Ces jeunes managers ont été choisis justement pour leur capacité à appliquer scolairement tous les process. Leur manque d’expérience et souvent de maturité les poussent d’autant plus à suivre les guides sans aucun recul. Ils récitent les leçons apprises lors des formations de management pour les nuls de façon caricaturale. Certains ayant une plus grande maturité, souvent grâce à des expériences de vie personnelle, s’en sortent bien et parviennent à adapter leur discours. Ils font la part des choses et prennent de la distance. D’autres, très sûrs d’eux ou voulant masquer leur manque de légitimité, se montrent arrogants et condescendants. Cette infantilisation des collaborateurs est institutionnalisée par l’organisation. Elle permet de s’assurer de leur obéissance docile. Dans ce système, le supérieur hiérarchique est « un méprisant qui souffre d’un complexe de supériorité : il se veut supérieur, mais voit de la valeur dans l’autre et il pense que la valeur d’autrui diminuera la sienne ». Ce management puéril, déresponsabilise les collaborateurs qui finissent par se comporter effectivement comme des enfants. En effet ces derniers se convainquent qu’ils ne sont pas ou plus en mesure de décider, de juger et s’en remettent aux adultes, aux chefs. Ils attendent d’eux leur sollicitude et leur approbation. Workplace participe grandement à ce processus. Il est, en effet, par excellence, un outil de la satisfaction immédiate du désir de reconnaissance qui permet aux salariés d’exposer leurs belles réalisations et en attendent des félicitations sous forme de petits cœurs ou de commentaires élogieux. De la même manière, que l’enfant cherche le compliment et l’encouragement de ses parents ou du maître d’école pour son beau dessin. Julien s'est surpris dans cette attitude d’attendre avec impatience le retour de ses posts.

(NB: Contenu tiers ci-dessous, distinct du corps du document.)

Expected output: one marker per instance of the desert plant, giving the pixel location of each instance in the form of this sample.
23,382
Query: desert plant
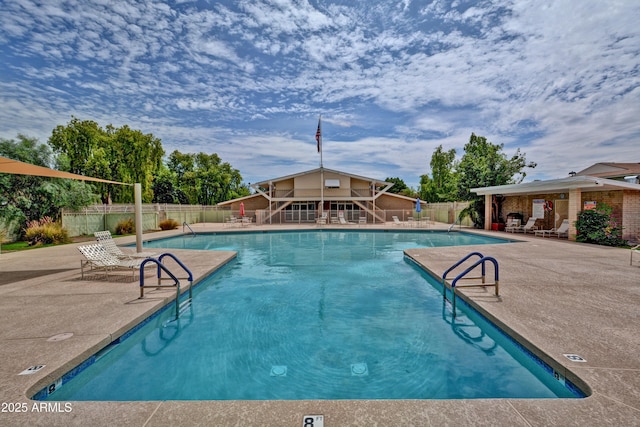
599,226
126,226
168,224
45,231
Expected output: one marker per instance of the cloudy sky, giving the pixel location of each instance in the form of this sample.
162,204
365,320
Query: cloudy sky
247,79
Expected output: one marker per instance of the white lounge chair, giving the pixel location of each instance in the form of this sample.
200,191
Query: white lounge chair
511,225
562,231
97,257
529,227
635,249
323,219
342,220
106,240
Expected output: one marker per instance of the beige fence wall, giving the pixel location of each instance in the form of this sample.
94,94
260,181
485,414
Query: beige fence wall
106,217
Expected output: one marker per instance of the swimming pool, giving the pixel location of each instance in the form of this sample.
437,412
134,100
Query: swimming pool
315,315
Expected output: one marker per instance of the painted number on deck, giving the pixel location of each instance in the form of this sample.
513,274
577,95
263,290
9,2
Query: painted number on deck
313,421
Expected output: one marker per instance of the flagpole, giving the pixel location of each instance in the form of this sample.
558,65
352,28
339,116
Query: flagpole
321,166
320,140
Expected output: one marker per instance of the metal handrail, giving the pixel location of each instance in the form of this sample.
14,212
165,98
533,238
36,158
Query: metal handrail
185,223
176,281
482,261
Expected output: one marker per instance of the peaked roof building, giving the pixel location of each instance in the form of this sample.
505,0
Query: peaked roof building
306,196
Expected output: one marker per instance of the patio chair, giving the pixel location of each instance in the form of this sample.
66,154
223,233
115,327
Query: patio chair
106,240
512,224
529,227
562,231
97,257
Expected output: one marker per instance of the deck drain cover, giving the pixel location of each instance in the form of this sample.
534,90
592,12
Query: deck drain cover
60,337
359,369
575,358
32,370
278,371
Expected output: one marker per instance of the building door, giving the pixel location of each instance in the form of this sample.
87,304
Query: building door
561,211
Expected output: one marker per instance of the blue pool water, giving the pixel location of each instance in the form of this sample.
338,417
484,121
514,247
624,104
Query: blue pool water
315,315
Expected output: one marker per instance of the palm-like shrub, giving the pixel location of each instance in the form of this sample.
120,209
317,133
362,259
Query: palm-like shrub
45,231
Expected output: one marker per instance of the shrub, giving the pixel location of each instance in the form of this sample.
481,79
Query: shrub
126,226
45,231
168,224
599,226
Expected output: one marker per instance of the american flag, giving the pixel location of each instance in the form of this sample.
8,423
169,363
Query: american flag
318,135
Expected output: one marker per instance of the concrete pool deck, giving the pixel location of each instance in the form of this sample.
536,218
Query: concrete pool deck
562,297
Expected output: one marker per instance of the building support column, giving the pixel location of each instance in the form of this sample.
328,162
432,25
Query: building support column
575,206
487,211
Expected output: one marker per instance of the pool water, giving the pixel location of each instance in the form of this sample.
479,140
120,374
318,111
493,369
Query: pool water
316,315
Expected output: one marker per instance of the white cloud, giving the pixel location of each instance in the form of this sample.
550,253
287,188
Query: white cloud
246,79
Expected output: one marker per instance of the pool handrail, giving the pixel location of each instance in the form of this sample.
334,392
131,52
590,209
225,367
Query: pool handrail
482,261
185,223
176,281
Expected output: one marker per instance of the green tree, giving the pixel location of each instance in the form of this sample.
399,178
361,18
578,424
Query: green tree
485,165
442,186
116,154
205,179
26,198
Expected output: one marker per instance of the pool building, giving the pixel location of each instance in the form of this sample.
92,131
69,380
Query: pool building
303,197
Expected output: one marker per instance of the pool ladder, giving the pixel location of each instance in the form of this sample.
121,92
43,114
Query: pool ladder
482,262
186,224
180,307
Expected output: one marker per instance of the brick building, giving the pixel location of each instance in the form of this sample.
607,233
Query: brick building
614,184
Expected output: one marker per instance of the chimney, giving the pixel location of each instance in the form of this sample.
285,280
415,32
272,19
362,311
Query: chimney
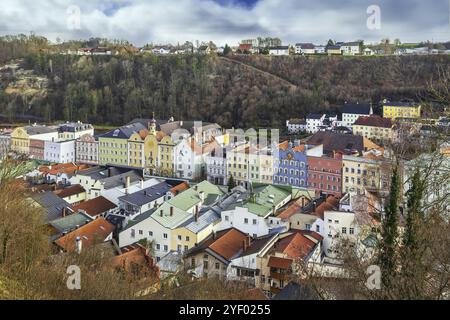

Cette quête de reconnaissance immédiate est un outil puissant pour s’assurer de la parfaite collaboration des salariés à la stratégie. Les enfants ont besoins d’être valorisés pour se développer jusqu’à ce qu’ils prennent suffisamment d’assurance et de confiance pour devenir autonomes. L’entreprise maintient cet état de dépendance en distribuant les colifichets de la reconnaissance que sont les « likes », « smiles », « love » et autre podium virtue l comme le fait la maîtresse d’école avec les bons points.

Franck Montignac

Ingénieur système AIX & Linux - Formateur chez Capgemini

1 ans

Ah oui, ces "managers" qui veulent faire "grandir" leur "collaborateurs", comme si nous n'étions pas déjà des adultes. Tous ces mots qui masquent nos conditions de travail participent à le vider de son sens.... Et après on s'étonne du turn-over, de la souffrance au travail (pardon de la "QVT")

Myriam Bruguerra

Généraliste des RH chez SOSMART

3 ans

Tres intéressant cet article. C'est marrant a lire mais, il ne s'agit pas de management bienveillant, ni de développement personnel. A mon sens nous sommes dans un autre répertoire... celui du management né de ces générations d'enfants rois nourris au net et intolérants à la frustration...une génération d'individus fragilisés d'avoir été "projet" projetés dans la vie sans y être préparés... C'était une sacrée transition et je peux vous affirmer que c'était pas simple a gérer.

ANTOINE Chaignot

Enseignant Éco-Droit chez MINISTERE DE L'EDUCATION NATIONALE ET DE LA JEUNESSE

4 ans
Gregory-alexandre ANNE

Entrepreneur - Faciltateur et HORSEMANSHIP ma quête : initier des démarche collaborateurs pérennes.

4 ans

Le plus grave c'est que ce type de management soit transmis en école de management. L'appliquer est une gageure mais en être le formateur est encore plus méprisant et en dit long sur ce que pense ces professionnels des humains. Dans l'idée de l'incompétence inconsciente, on atteint ici le paroxysme avec tant de mépris pour les personnes.

Christine COUTANT

Co-founder & CXO ARANSI – 🚀Empowering managers & leaders worldwide through self development | 🤝Link maker

4 ans

Un phénomène managérial de dé-responsabilisation des collaborateurs qui s'inscrit hélas dans une évolution du monde du travail depuis plusieurs décennies comme l'explique avec clarté Danièle Linhart... En tout cas, une réflexion très intéressante ANTOINE Chaignot autour de l'importance de l'autonomie et de la responsabilisation globale dans les organisations. Cela m'évoque surtout un déséquilibre soutenu des rapports, peu propice à construire une relation d'adulte responsable à adulte responsable.